Quand le bateau s'approche des côtes, Muriel et Patrick doivent déhousser les draps des couchettes, puis installer le kit propre. "Parfois, les gens embarquent déjà alors qu'on n'a pas eu le temps de tout déhousser, que le ménage n'est pas terminé et ils s'installent dans les cabines en nous mettant dehors... Quand je vois l'état de certaines cabines, je plains les collègues qui font les escales". Ceux-là montent à bord juste le temps de la rotation du ferry, et ont 1H30 pour faire le ménage de 200 cabines, des sanitaires des cabines, des coursives, des restaurants et des bars, des salons... "Ils ne sont que 20 en moyenne, ce n'est vraiment pas assez" constate-t-elle. 

Patrick s'insurge  : "Même du côté du matériel, on n'a pas toujours ce qu'il faut.

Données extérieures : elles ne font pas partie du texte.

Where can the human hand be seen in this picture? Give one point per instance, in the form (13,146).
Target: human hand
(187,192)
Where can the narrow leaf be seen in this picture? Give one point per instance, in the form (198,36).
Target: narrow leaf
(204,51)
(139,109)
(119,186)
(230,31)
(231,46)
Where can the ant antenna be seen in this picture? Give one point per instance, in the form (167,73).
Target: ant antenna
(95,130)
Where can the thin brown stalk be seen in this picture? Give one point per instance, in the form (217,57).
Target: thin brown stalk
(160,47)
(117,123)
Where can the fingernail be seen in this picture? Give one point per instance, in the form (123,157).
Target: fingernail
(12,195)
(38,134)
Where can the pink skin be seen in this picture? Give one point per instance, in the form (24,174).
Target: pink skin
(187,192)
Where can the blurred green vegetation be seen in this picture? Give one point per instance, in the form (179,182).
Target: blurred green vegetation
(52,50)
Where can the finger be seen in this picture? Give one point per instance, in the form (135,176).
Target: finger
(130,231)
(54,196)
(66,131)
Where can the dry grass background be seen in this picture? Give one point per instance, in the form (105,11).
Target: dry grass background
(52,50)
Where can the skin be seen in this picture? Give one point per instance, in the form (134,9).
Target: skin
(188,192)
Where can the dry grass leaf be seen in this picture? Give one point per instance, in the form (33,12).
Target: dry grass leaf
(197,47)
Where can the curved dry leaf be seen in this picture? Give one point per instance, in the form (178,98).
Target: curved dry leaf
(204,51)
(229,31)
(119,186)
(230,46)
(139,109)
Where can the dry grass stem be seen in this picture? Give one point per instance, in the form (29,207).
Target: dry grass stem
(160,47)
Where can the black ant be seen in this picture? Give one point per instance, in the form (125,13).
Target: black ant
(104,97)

Une boîte de gants on ne l'obtient même pas! On peut demander quoi que ce soit, on n'obtient rien". Alors il a décidé de se mettre en grève, et c'est bien la première fois en 14 ans. "Je vais finir par en avoir marre de travailler dans ces conditions là pour des clopinettes. J'ai touché 1260 euros le mois dernier". 

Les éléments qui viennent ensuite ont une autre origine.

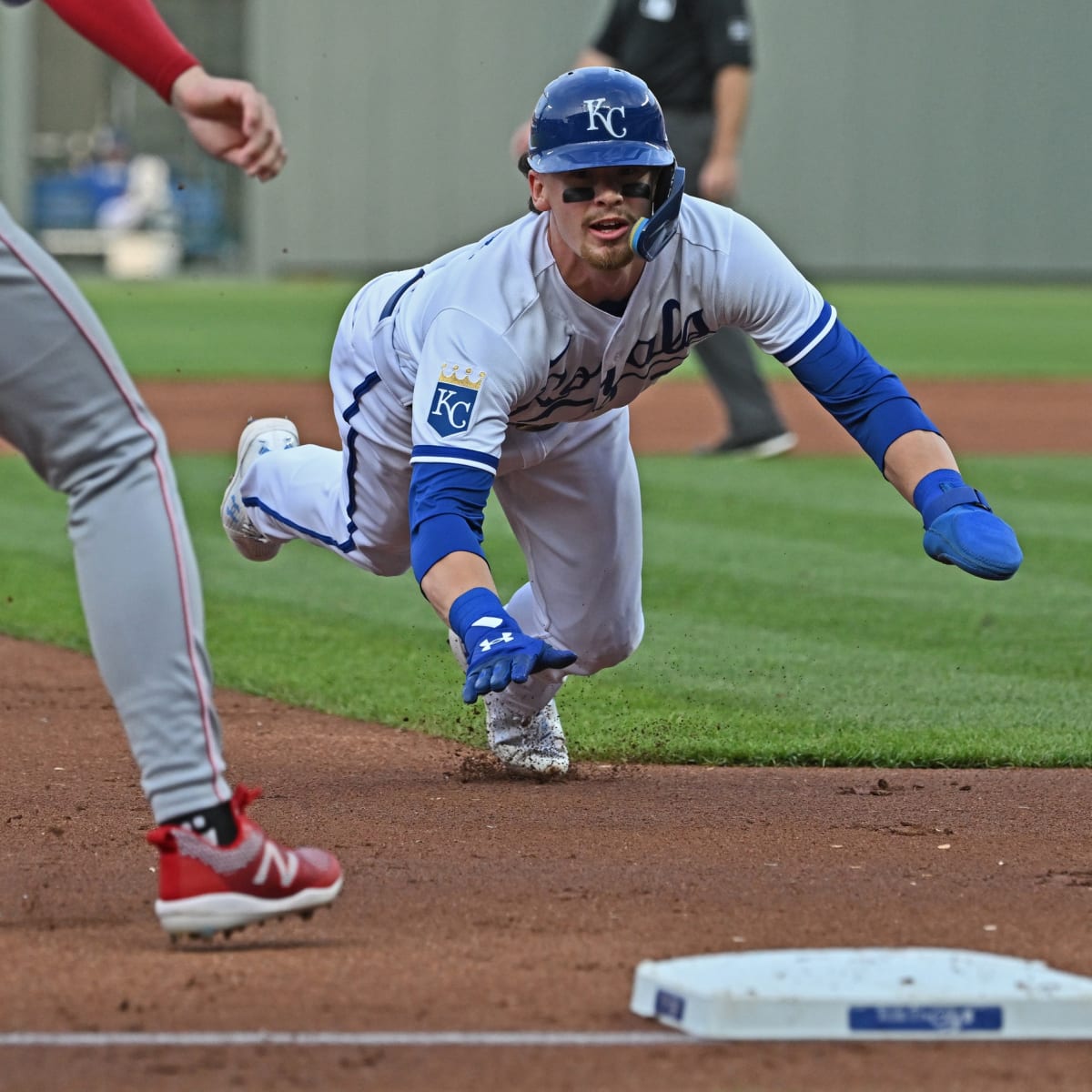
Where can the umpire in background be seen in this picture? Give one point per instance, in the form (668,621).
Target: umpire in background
(696,57)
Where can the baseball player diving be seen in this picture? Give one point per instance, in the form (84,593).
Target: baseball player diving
(509,365)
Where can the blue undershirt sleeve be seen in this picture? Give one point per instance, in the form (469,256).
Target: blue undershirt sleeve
(447,511)
(867,399)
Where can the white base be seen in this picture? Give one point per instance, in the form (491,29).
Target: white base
(864,994)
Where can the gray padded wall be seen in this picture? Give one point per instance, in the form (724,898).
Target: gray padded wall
(885,136)
(922,136)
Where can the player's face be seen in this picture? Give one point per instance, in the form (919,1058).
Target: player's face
(592,212)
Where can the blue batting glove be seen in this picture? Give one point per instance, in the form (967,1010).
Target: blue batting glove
(498,652)
(962,530)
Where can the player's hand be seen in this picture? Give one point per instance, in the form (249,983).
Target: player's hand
(232,120)
(492,666)
(498,652)
(972,538)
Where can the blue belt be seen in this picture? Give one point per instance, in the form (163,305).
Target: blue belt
(393,301)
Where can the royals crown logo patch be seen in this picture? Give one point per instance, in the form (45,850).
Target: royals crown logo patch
(453,399)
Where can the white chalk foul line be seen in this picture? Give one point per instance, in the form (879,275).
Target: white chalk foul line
(103,1038)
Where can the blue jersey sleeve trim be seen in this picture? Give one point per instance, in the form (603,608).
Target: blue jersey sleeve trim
(867,399)
(458,457)
(447,512)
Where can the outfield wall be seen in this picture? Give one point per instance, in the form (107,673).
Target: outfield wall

Des conditions qui rappellent le livre de Florence Aubenas

Dans "Le quai de Ouistreham", paru en 2010, Florence Aubenas dénonçait déjà les conditions de travail de ces agents d'entretien à bord des ferries. La journaliste s'était glissé dans la peau de l'une d'entre eux pendant près de 6 mois. Si les cadences semblaient s'être améliorées depuis, ce n'est visiblement plus le cas. L'adaptation cinématographique de ce récit par Emmanuel Carrère dans le film "Ouistreham" en début d'année est plus que jamais d'actualité.